= Camillo Praschniker =

Austrian archaeologist (1884–1949)

Camillo Praschniker (13 October 1884, Vienna - 1 October 1949, Vienna) was an Austrian archaeologist.

He studied classical philology and archaeology at the universities of Innsbruck, Vienna and Berlin. At Berlin, his instructors were Reinhard Kekulé von Stradonitz, Hermann Winnefeld, Ulrich von Wilamowitz-Moellendorff and Heinrich Wölfflin. From 1908 to 1910, via a travel grant from the Austrian Archaeological Institute (ÖAI), he conducted research in Italy, Greece and Asia Minor. In 1912 he was named secretary of the ÖAI.
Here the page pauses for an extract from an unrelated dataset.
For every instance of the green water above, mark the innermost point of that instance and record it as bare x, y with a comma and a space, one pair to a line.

In 1913/14, on behalf of the Austrian Academy of Sciences, he did excavations in Palestine (Shechem, Nablus) with German theologian Ernst Sellin. In 1916 he participated in an archaeological expedition to Albania and Montenegro. In 1922 he became an associate professor at the University of Vienna, and during the following year, succeeded Wilhelm Klein as professor of archaeology at the German University of Prague (dean 1929/30). In 1926/27 he returned to Palestine, and performed additional excavatory work with Ernst Sellin at Shechem. After a short stay at the University of Jena (1930), he returned to Vienna, where in 1934 he replaced Emil Reisch as professor and director of the archaeological and epigraphic seminar at the university. In 1935 he was named honorary director of the Austrian Archaeological Institute.

In 1933 and 1935 he took part in excavations at Ephesus, and from 1935, was involved in archaeological work in Carinthia. With architect Max Theuer, he conducted investigations of the Belevi Mausoleum in Turkey.

== Selected works ==
- Archäologische Forschungen in Albanien und Montenegro (with Arnold Schober), 1919 - Archaeological research in Albania and Montenegro.
- Muzakhia und Malakastra; archäologische Untersuchungen in Mittelalbanien, 1920 - Muzakhia and Malakastra; archaeological research in central Albania.
- Kretische Kunst, 1921 - Cretan art.
- Parthenonstudien, 1928 - Parthenon studies.
- Zur geschichte des Akroters, 1929 - The history of the acroteria.
- Die Versuchsgrabung 1948 auf dem Magdalensberg, 1949 - The excavation in 1948 at Magdalensberg.